Though initially introduced in the film as a mysterious redhead, Sarah Chapman was a real person and one of the key players in the Match Girls Strike of 1888 to protest the “slave like” working conditions at Bryant & May Match factory, in Bow, London.
The writers add fictional elements to amp up Sarah’s story including her revolting romance with the factory owner’s son. However, a large part of her story is still heavily grounded in actual history.
Another major key player in the strike was a profound writer, philanthropist, socialist and women’s rights activist Annie Besant, who isn’t mentioned in the film but, in my opinion, is represented by Enola herself to an extent in the role she played.
In seeking means to get the word out, Sarah Chapman and two other workers met with Besant, who published the horrific dealings of the factory in an essay, while also assisting Chapman and the rest in setting up a strike committee and gaining some listening ears in parliament.

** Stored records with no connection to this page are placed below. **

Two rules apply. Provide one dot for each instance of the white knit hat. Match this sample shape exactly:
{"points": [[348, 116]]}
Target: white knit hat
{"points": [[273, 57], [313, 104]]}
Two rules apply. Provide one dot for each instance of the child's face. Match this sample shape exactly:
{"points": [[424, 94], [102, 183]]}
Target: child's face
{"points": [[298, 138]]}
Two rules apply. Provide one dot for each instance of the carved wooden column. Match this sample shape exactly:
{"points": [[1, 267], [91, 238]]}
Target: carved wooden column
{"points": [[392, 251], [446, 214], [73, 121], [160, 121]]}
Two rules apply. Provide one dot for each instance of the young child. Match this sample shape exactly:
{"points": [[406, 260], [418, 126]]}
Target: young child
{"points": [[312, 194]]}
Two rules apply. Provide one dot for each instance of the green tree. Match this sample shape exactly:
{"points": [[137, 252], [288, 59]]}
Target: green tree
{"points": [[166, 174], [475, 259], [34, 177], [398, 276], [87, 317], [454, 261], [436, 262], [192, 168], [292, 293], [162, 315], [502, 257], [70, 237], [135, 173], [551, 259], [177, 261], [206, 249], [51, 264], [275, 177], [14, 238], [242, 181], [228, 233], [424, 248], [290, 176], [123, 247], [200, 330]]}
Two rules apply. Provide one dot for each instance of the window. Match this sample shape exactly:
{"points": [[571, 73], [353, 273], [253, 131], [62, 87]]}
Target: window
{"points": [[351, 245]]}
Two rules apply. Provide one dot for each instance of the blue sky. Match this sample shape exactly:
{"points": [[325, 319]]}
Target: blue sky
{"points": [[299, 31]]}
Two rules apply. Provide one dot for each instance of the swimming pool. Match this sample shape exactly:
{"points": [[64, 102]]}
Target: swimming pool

The essay resulted in Bryant & May asking the girls to sign a statement and refute the claims in the paper, their refusal resulted in the management firing one of the girls, and this led to the match strike on 5th July 1888, with over 1400 match workers taking to the streets. The strike’s impact would later inspire modern-day trade unions for centuries.
Some of their demands were met following the popularity of the 1888 strike and subsequent strikes that took place. With help from Bessant and some Ministers of Parliament, Chapman and the rest were able to form their own Women MatchMakers Union, the largest female union organisation in the country at the time.
Still, it took twenty more years for the elimination of white phosphorus in the making of match sticks to come to fruition by the house of commons.